Multiple sclerosis treatments are costly for any patient living in the United States. Multiple sclerosis is a progressive autoimmune sickness in which the immune system of a body starts to attach the protective sheath around patient’s nerves. This may then lead to problems for the patient to carry out the daily tasks, walking and speaking. Most of the time the condition afflicts those who are between the ages of 20 to 40 years of age.
It is unfortunate that many MS patients are not able to even afford the available MS treatment, while at the same time have to deal with the financial issues that of the treatment which may go on for a life time. Equally unfortunate is that most health insurance companies do not cover up most of the treatments needed for the MS disease; one such issue is the cost of its prescribed drugs.
Drug therapy is the biggest cost associated with MS treatment as prescription medication will likely be needed to continue for a long time. Where health insurance does not cover patients, treatment costs for MS can range between $15,000 and $50,000 annually. But there are a lot of different prescription assistance programs that are available to help those MS patients who are not able to afford the MS modifying therapies. Some of the programs offering help with MS drug therapy include the following options:
MS One To One
Patients requiring drug therapy through the prescription medication Aubagio, can refer to this program. Individuals are eligible for this program if they are a resident of the US having a social security number. The income of the household should be less than or equal to $100000. If the MS patient qualified for the program then they may not have any expense coming out of their pocket.
MS Active Source
Those patients who require Avonex for MS treatment and whose cost isn’t covered by their insurance are eligible to get free Avonex under the program MS Active Source.
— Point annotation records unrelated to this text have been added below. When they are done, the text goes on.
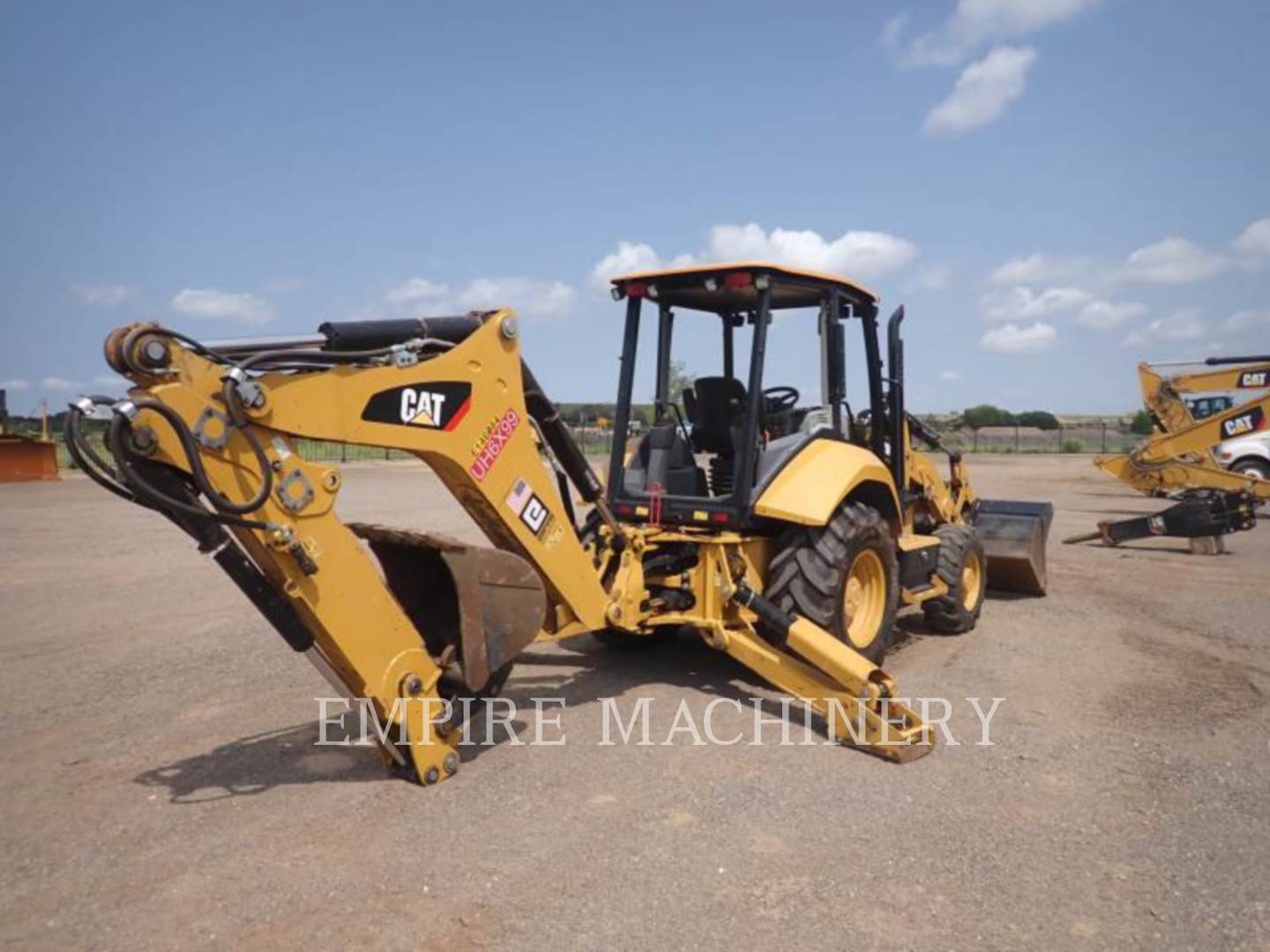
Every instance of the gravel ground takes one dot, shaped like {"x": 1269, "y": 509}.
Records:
{"x": 161, "y": 788}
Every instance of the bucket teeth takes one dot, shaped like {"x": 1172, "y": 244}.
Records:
{"x": 1013, "y": 536}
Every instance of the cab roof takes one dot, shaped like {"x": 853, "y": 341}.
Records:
{"x": 732, "y": 287}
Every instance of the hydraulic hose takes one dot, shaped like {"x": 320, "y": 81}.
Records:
{"x": 86, "y": 458}
{"x": 156, "y": 498}
{"x": 196, "y": 464}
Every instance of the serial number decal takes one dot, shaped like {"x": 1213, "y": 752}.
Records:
{"x": 435, "y": 406}
{"x": 1244, "y": 423}
{"x": 489, "y": 450}
{"x": 534, "y": 513}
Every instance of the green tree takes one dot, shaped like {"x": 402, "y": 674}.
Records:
{"x": 987, "y": 415}
{"x": 1041, "y": 419}
{"x": 680, "y": 381}
{"x": 1140, "y": 424}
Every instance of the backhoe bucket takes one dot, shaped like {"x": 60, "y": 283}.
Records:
{"x": 479, "y": 606}
{"x": 1013, "y": 539}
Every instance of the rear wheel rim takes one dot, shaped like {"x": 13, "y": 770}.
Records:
{"x": 863, "y": 598}
{"x": 972, "y": 580}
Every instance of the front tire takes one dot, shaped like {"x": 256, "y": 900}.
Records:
{"x": 843, "y": 576}
{"x": 964, "y": 569}
{"x": 1256, "y": 469}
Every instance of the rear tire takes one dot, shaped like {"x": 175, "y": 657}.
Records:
{"x": 843, "y": 576}
{"x": 964, "y": 569}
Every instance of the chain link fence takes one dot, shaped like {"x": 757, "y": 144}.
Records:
{"x": 598, "y": 442}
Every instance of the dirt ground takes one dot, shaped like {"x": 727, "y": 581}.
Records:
{"x": 161, "y": 790}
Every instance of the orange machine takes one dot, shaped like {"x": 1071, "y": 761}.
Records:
{"x": 26, "y": 458}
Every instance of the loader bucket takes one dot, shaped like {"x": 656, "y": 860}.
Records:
{"x": 1013, "y": 539}
{"x": 482, "y": 605}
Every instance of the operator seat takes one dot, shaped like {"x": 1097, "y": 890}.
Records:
{"x": 716, "y": 406}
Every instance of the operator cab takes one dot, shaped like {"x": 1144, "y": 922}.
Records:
{"x": 714, "y": 446}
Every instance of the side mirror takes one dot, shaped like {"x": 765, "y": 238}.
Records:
{"x": 837, "y": 368}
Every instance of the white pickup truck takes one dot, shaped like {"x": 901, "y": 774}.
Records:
{"x": 1247, "y": 455}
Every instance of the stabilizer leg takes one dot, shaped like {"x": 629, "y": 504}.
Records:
{"x": 856, "y": 698}
{"x": 1201, "y": 517}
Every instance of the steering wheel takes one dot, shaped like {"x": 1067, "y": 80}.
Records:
{"x": 780, "y": 398}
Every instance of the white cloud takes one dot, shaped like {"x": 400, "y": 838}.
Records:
{"x": 975, "y": 23}
{"x": 101, "y": 294}
{"x": 1247, "y": 320}
{"x": 222, "y": 306}
{"x": 1254, "y": 242}
{"x": 629, "y": 257}
{"x": 857, "y": 254}
{"x": 1104, "y": 315}
{"x": 1175, "y": 260}
{"x": 863, "y": 256}
{"x": 1183, "y": 325}
{"x": 982, "y": 92}
{"x": 417, "y": 290}
{"x": 1012, "y": 339}
{"x": 1022, "y": 303}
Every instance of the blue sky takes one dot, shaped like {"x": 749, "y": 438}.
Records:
{"x": 1054, "y": 188}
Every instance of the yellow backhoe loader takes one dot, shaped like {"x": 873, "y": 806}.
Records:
{"x": 788, "y": 545}
{"x": 1177, "y": 460}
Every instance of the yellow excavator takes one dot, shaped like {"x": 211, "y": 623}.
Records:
{"x": 1177, "y": 460}
{"x": 787, "y": 536}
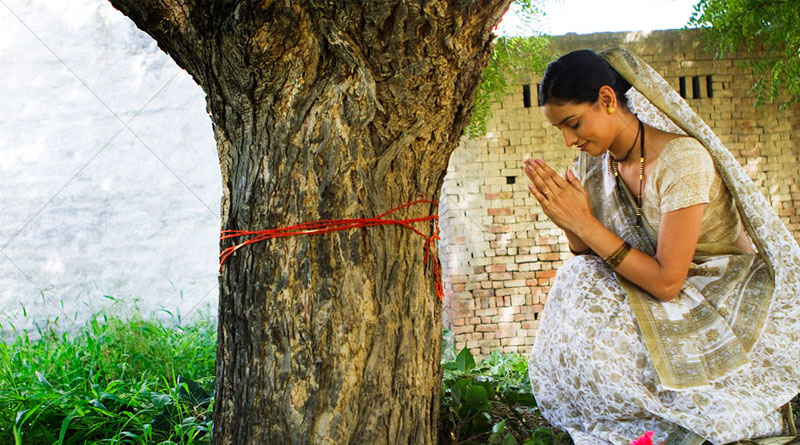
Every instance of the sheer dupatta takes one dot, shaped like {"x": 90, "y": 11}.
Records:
{"x": 704, "y": 334}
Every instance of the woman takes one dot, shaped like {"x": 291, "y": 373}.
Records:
{"x": 666, "y": 319}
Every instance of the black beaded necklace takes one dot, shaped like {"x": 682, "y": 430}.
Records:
{"x": 614, "y": 164}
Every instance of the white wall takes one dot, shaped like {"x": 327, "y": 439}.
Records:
{"x": 109, "y": 178}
Patient’s Assistance Program
Those patients whose insurance does not cover the cost of Betaseron can always apply for the Patients Assistance program and if they are approved they may receive a 3 months’ supply for a variable participation fee. That patient can use this program for a year after which they may need to reapply.
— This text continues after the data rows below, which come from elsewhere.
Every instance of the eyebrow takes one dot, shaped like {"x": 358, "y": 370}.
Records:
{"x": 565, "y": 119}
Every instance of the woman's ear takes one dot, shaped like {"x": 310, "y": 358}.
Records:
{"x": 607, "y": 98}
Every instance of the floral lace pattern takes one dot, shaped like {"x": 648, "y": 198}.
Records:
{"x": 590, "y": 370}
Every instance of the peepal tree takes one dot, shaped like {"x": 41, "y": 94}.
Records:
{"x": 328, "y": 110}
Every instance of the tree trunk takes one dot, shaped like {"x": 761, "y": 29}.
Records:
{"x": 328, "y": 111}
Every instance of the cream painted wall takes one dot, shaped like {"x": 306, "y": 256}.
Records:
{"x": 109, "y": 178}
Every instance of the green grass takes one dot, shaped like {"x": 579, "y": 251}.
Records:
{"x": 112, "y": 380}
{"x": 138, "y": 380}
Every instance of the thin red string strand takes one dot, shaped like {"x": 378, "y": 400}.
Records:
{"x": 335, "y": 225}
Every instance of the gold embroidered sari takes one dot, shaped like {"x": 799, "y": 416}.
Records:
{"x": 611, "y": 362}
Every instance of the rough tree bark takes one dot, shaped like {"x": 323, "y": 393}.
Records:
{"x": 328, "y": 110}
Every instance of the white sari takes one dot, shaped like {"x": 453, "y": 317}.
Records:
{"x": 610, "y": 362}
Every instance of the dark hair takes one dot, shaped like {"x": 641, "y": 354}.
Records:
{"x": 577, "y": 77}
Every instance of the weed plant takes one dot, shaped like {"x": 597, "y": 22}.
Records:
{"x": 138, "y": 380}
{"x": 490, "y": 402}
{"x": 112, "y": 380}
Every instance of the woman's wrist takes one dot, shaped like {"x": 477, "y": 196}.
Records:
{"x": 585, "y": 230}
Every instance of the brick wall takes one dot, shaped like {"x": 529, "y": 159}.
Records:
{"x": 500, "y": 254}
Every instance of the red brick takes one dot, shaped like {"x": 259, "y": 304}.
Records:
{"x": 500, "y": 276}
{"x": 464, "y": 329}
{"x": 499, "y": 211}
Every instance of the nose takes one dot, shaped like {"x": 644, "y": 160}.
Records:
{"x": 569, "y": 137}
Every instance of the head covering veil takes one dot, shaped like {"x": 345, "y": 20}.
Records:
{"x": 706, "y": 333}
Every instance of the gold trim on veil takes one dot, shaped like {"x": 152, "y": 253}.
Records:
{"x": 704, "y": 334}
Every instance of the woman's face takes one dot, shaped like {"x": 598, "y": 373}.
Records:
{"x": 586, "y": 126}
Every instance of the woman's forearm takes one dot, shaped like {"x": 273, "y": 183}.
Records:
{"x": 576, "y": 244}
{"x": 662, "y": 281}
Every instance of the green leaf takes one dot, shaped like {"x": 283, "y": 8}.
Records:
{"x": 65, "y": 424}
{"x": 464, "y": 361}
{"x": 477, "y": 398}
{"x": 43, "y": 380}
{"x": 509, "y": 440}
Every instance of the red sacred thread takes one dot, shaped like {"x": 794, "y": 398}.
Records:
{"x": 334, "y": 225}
For those individuals whose insurance does not cover the multiple sclerosis treatments namely the drug Copaxone may be referred to Assist RX. The case manager of the program, Shared Solutions will then have a conference call with both the patient as well as with the Assist RX organization. A patient may be eligible for Copaxone for just a year with no cost. Then they may need to reapply.
Patient Services Program
Patients whose insurance does not cover the cost for Extavia may receive free medication if their income is less than 5 times the federal poverty level. The patient may benefit from this assistance program for just a year after which he or she may need to reapply. But if an alternative program does show up he or she may be referred to it as well.
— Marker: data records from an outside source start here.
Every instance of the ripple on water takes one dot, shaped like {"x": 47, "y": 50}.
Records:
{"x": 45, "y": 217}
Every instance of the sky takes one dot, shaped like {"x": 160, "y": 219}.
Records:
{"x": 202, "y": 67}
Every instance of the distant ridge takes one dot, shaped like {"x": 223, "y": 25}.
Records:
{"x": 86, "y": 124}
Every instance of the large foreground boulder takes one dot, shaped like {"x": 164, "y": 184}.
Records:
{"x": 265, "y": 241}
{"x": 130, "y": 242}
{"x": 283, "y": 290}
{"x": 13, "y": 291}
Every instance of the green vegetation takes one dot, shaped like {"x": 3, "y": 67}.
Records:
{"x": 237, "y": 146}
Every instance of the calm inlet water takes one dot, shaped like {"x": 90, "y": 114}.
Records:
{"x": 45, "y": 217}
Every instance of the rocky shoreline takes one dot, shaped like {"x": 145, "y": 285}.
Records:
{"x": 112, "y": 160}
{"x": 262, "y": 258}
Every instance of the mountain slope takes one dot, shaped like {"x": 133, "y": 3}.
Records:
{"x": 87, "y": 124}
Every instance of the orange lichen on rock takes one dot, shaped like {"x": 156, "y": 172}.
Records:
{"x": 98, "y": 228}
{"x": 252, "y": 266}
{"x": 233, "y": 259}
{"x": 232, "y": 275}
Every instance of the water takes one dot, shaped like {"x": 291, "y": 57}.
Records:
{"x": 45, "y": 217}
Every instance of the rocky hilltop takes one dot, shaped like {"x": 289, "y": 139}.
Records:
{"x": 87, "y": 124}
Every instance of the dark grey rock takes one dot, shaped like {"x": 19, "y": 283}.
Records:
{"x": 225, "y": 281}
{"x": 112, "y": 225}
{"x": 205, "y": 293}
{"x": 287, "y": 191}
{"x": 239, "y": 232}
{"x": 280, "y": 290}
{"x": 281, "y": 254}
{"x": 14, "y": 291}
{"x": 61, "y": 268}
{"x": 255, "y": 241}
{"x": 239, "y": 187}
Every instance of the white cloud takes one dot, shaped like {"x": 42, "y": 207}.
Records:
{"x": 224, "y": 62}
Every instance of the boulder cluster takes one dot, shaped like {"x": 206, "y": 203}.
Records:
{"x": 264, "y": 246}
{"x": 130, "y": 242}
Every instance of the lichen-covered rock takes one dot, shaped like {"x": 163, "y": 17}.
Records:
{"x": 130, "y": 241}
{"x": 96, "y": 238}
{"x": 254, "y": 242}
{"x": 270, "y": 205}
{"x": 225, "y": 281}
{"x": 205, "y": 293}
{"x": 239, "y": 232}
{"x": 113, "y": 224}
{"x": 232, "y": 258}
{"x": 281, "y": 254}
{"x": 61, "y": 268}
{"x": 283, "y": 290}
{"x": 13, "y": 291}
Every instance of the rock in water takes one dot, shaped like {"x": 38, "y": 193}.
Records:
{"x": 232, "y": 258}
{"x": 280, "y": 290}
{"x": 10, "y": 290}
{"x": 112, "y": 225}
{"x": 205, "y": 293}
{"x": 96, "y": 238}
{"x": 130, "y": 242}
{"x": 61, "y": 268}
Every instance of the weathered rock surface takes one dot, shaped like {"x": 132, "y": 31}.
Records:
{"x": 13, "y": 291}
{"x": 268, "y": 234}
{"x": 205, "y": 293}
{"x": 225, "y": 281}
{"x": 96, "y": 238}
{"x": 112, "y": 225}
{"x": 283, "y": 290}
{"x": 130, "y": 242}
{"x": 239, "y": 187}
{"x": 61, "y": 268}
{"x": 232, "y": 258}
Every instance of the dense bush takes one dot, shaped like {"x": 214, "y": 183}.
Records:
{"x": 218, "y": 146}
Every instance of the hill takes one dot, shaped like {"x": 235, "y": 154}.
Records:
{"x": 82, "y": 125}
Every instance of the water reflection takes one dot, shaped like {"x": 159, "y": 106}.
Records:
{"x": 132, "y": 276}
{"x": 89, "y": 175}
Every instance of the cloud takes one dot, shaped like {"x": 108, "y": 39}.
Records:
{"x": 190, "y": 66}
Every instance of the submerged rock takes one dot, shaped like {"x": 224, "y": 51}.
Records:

Where patients feel that assistive programs fall short of meeting the medical expenses, they can make use of medical fundraising techniques like traditional fundraising or crowdfunding to help cover the cost of prescription drugs and other related treatments. Medical fundraising allows patients and their loved ones to setup a fundraiser online. This online fundraiser is easily shared amount social networking websites like Facebook, via email and word of mouth through a unique URL link provided once the fundraising page is launched.
It is an effective way for patients to raise awareness of MS but also raise funds directly from family, friends and the public community for multiple sclerosis treatments not covered by your health insurer.